Indeed, as the Pope reminded us so eloquently, the human being is part of the environment and if the society does not care for the individual, it will not care for the environment.
However, just as "incarceration does not mean exclusion" (Pope Francis in a Pennsylvania prison, Sunday September 27/2015) so too, caring does not mean acquiescence in all requests. Our democracy can and does respect the rights of the individuals of all faiths, (or no faith) without having to accede to the specific demands of all segments of that faith, when those demands contravene the democratic, open, free and secular values of our history, our tradition and our preferred future.
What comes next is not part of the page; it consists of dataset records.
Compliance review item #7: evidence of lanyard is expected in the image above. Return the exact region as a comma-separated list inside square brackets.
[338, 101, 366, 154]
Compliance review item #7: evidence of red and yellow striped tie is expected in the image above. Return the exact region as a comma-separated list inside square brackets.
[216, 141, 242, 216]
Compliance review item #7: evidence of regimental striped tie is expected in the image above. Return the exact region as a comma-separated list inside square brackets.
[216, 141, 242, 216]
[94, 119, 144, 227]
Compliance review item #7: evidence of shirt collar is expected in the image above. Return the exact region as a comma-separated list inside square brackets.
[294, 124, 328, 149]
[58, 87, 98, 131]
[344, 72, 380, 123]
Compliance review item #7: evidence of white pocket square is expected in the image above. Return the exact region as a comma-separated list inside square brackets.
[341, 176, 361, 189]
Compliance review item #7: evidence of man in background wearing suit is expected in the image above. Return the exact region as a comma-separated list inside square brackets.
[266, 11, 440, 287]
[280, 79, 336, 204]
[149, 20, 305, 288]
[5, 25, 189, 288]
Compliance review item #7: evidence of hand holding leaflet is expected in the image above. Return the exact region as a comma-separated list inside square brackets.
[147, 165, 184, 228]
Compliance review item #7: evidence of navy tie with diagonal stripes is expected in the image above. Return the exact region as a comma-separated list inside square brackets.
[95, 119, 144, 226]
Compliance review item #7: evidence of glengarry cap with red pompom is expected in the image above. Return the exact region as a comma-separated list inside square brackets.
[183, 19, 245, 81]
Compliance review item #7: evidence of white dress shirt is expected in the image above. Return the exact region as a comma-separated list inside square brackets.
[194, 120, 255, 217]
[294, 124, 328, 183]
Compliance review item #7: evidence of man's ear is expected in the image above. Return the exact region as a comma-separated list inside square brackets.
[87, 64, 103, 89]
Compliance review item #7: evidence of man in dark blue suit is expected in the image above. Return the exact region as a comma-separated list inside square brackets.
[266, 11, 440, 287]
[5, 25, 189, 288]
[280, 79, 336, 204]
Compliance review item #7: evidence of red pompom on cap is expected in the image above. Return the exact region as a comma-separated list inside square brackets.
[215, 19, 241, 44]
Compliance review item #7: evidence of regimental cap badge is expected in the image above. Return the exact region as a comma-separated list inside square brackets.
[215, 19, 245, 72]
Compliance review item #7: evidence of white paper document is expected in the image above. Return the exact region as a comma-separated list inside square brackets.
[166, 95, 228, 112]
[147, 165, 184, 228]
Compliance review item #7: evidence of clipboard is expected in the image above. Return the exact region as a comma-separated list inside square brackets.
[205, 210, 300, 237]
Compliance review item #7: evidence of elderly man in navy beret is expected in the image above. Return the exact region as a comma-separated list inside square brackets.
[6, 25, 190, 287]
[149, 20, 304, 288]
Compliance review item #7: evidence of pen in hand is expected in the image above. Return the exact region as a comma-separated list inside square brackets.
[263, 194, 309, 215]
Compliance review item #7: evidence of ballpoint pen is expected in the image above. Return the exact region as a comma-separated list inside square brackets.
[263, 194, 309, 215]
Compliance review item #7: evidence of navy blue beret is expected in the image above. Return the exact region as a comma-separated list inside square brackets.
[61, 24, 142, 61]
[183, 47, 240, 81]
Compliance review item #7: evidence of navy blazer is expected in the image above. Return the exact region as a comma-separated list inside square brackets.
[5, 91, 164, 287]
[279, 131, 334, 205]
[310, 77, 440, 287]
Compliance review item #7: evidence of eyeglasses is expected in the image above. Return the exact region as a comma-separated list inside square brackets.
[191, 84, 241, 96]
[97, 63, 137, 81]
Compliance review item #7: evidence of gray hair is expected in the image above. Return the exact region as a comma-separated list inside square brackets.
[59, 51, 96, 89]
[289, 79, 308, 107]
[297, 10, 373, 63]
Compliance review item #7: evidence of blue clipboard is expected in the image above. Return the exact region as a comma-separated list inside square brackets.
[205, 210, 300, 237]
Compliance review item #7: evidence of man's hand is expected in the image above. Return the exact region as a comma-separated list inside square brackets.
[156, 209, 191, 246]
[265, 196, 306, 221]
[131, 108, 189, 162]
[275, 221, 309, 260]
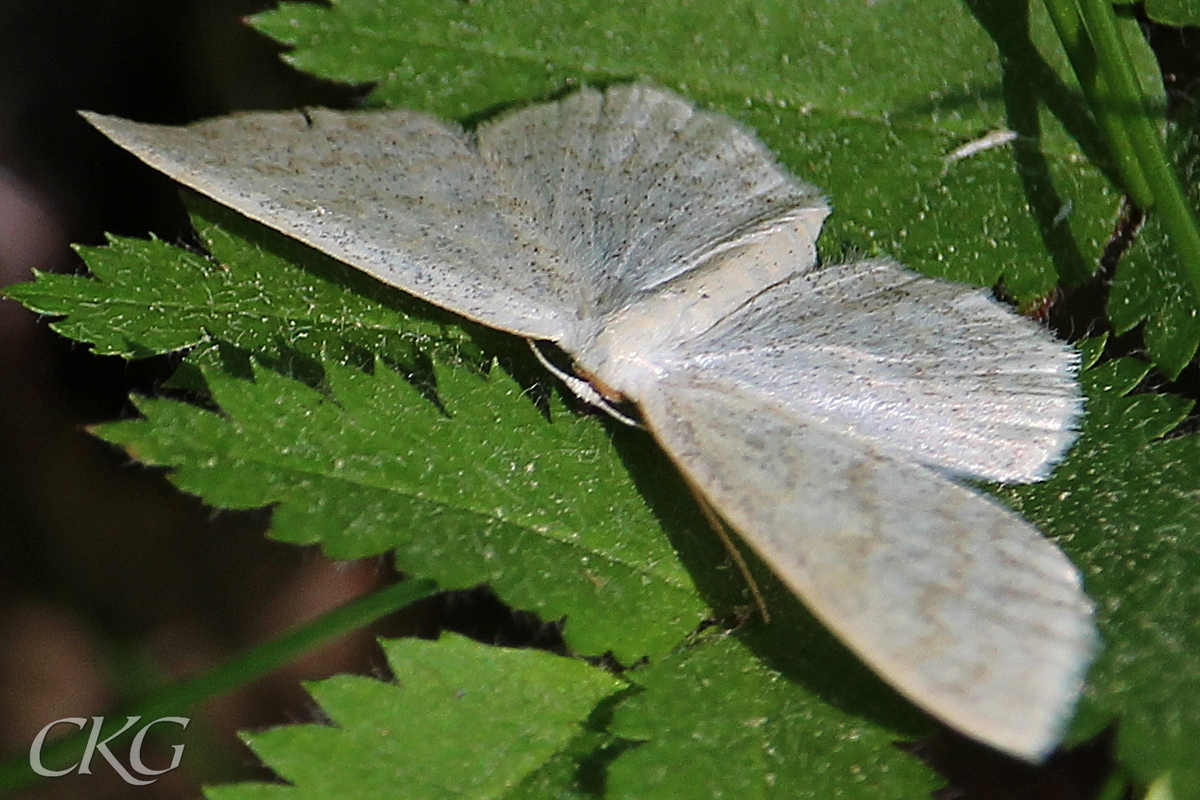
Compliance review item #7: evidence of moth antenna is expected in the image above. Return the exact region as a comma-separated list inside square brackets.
[526, 339, 643, 428]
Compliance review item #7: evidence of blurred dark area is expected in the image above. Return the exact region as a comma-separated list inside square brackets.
[0, 0, 1200, 799]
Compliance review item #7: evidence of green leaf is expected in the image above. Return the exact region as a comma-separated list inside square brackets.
[1109, 107, 1200, 378]
[254, 0, 1132, 300]
[608, 604, 938, 800]
[1146, 0, 1200, 28]
[7, 200, 478, 363]
[206, 636, 620, 800]
[97, 362, 707, 661]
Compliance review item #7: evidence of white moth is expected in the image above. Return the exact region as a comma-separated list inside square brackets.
[88, 85, 1096, 760]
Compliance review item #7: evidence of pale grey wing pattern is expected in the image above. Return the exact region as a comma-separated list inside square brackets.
[641, 373, 1096, 760]
[84, 109, 576, 341]
[476, 84, 829, 338]
[648, 260, 1082, 482]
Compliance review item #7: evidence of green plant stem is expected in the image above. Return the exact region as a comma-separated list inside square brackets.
[1045, 0, 1154, 207]
[1079, 0, 1200, 305]
[0, 581, 437, 796]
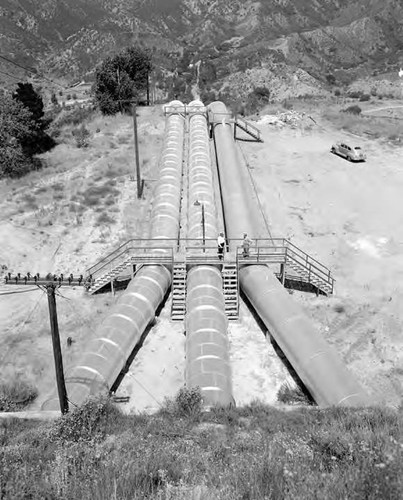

If the Roman Catholic believers can and do support a woman's access to therapeutic abortion, as a matter of law in Canada, while continuing their attempts to overturn that law, then the Islamic women who prefer the niqab will have to remove their niqab in all conversations with the civil government and its agencies, including the police, the fire departments, the courts and the providers of public services. The schools, as always, provide a hybrid, in which, if identity is determined openly upon entry, then students and professors should be permitted to wear the niqab while engaged in the pursuit of an education. Employers, however, would, in an ideal world, must retain the right to determine professional attire, and could and would be enabled to exclude the niqab from the workplace.
As an afterthought, one would hope and prefer that all restaurants, hotels, hospitals and libraries would not permit the wearing of the niqab by all employees.
Does this meagre opinion resolve the issue? Of course not!
It merely adds another voice to the chorus of those considering the issue in this country and abroad.



















*In Islamic sharia legal terminology, a mahram (Arabic محرم, also transliterated mahrim or maharem) is an unmarriageable kin with whom sexual intercourse would be considered incestuous, a punishable taboo.